Sono tutti nativi digitali, ma non facciamoli schiacciare dalla tecnologia
Mi trovo a scrivere su quest’argomento, perché è tornata l’attenzione su questo tema. Per quel che mi riguarda, non mi sono mai sottratta dalla criticità che tutti i nuovi strumenti richiedono. Diversamente da quando noi eravamo bambini, con canali e programmi dedicati, oggi c’è un’offerta così vasta che non è più possibile pensare di averne il controllo. Oltre alla Tv con i suoi innumerevoli canali, ci sono i cellulari ed i tablet che fanno ampia concorrenza. I ragazzi della scuola secondaria possono scaricare infinite applicazioni che li portano in mondi sconosciuti, non controllati, ma sicuramente affascinanti, quindi, ricercati. Per non parlare del senso di appartenenza appagato dai gruppi virtuali. Il Comitato “Media e minori” fatica a controllare il fluire dei programmi, perché le leggi cambiano e non propriamente a tutela dei nostri ragazzi, come evidenzia la testata giornalistica Avvenire del 4 giugno 2015. Noi privati dobbiamo, quindi, attivarci di più per nostro interesse. Oltre a proibire, che non porta mai a grandi risultati, se non al desiderio, come possiamo realmente operare?

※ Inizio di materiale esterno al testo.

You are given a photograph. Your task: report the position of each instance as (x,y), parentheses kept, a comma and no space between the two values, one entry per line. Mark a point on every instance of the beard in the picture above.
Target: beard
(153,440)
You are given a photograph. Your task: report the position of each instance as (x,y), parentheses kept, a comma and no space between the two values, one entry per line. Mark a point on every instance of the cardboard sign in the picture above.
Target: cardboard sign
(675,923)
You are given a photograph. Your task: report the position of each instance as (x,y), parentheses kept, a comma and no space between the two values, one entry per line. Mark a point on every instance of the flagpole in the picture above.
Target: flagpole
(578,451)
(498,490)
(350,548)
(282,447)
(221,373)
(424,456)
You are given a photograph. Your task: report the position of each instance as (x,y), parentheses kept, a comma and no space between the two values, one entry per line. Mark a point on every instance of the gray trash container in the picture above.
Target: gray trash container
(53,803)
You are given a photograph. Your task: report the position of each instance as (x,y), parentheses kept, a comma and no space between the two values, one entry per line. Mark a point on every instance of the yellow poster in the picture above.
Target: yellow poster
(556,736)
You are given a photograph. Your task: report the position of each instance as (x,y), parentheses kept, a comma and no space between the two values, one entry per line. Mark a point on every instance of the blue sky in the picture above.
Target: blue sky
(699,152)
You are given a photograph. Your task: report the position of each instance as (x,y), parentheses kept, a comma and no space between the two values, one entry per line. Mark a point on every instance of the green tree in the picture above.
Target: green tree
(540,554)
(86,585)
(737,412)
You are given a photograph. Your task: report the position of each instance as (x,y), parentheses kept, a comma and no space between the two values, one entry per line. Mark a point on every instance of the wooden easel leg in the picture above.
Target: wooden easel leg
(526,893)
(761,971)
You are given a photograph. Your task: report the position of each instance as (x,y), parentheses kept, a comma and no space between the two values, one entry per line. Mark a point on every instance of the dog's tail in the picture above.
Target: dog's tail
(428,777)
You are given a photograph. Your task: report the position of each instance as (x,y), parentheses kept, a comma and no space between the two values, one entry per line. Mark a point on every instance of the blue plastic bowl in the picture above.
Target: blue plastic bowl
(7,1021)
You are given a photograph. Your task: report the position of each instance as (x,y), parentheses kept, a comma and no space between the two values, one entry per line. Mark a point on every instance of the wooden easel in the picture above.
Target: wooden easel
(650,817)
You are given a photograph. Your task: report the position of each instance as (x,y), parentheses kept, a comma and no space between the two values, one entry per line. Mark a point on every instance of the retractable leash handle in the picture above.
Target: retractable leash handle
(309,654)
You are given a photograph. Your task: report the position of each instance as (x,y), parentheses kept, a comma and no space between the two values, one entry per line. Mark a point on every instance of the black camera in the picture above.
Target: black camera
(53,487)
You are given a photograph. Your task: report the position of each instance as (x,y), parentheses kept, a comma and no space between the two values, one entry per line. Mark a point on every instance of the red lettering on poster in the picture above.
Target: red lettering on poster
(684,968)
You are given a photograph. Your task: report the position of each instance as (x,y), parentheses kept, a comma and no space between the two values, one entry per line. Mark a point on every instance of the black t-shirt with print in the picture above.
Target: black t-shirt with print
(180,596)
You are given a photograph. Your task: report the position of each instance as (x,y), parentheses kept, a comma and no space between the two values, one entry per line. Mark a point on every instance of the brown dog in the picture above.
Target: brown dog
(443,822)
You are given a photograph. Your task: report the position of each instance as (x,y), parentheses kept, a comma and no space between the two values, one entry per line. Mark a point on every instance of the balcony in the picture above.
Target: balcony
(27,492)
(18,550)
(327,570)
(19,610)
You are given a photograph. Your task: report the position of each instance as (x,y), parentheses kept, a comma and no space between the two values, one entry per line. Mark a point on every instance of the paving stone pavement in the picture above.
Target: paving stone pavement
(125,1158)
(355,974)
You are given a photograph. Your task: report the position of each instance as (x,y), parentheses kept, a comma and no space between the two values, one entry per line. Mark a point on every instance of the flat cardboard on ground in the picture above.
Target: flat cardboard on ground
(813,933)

Gli adulti interessati son in prima linea sicuramente i genitori che, riappropriandosi del loro ruolo educativo, non si accontenteranno più di lasciare i loro figli incustoditi nella fruizione dei media. Si può pensare di preparare insieme la cena, invece di lasciare i bambini di fronte allo schermo, si può proporre un disegno, un’attività insieme per il dopo cena, così da non rimanere ognuno isolato ad assorbire acriticamente i messaggi lanciati. Sicuramente ci viene chiesto di cambiare qualche abitudine, ma fa parte della responsabilità che ognuno si è assunto diventando genitore. Altri adulti coinvolti in seconda linea e su un fronte più tecnico sono gli insegnanti che, in quanto tali, usando i media nell’attività scolastica possono insegnare già ai bambini alcuni linguaggi usati e alcune tecniche dei media per non farsi adescare. Quest’approccio è quello della media education ed oggi, purtroppo, non sono molti gli adulti che pur usando questi canali sarebbero in grado di spiegare certi segreti che servirebbero per proteggerci e per essere consapevoli di ciò che accade inserendo un profilo in internet o caricando delle foto. Pensando al facile ricorrere dei ragazzi alle foto da pubblicare, sicuramente la loro partecipazione ai media è più alta della nostra, ma l’approccio che si è diffuso legato più al gioco che allo strumento per ricercare dovrebbe interrogarci sulla nostra assenza. Non notiamo molte distinzioni nell’accendere un tablet per giocare e rimanervi “incollato” piuttosto che andare in sala giochi o alle macchinette dei bar. Eppure i casi di dipendenza da gioco sono sempre più diffusi, se forse avvicinassimo i minori a questi nuovi strumenti con un altro criterio, più critico e responsabile non ci vanteremmo e non troveremmo geniale un bambino di due anni che sa accendere un tablet e lo sa usare. Il livello di competenza richiesto è così istintivo che un bimbo, naturalmente portato ad esplorare il mondo con il tatto, si trova a suo agio in questa continua interazione tra la sua azione e la risposta fornita dall’apparecchio elettronico. Sosteniamo l’iniziale interazione per altro dal gioco, così lo strumento non sarà il gioco.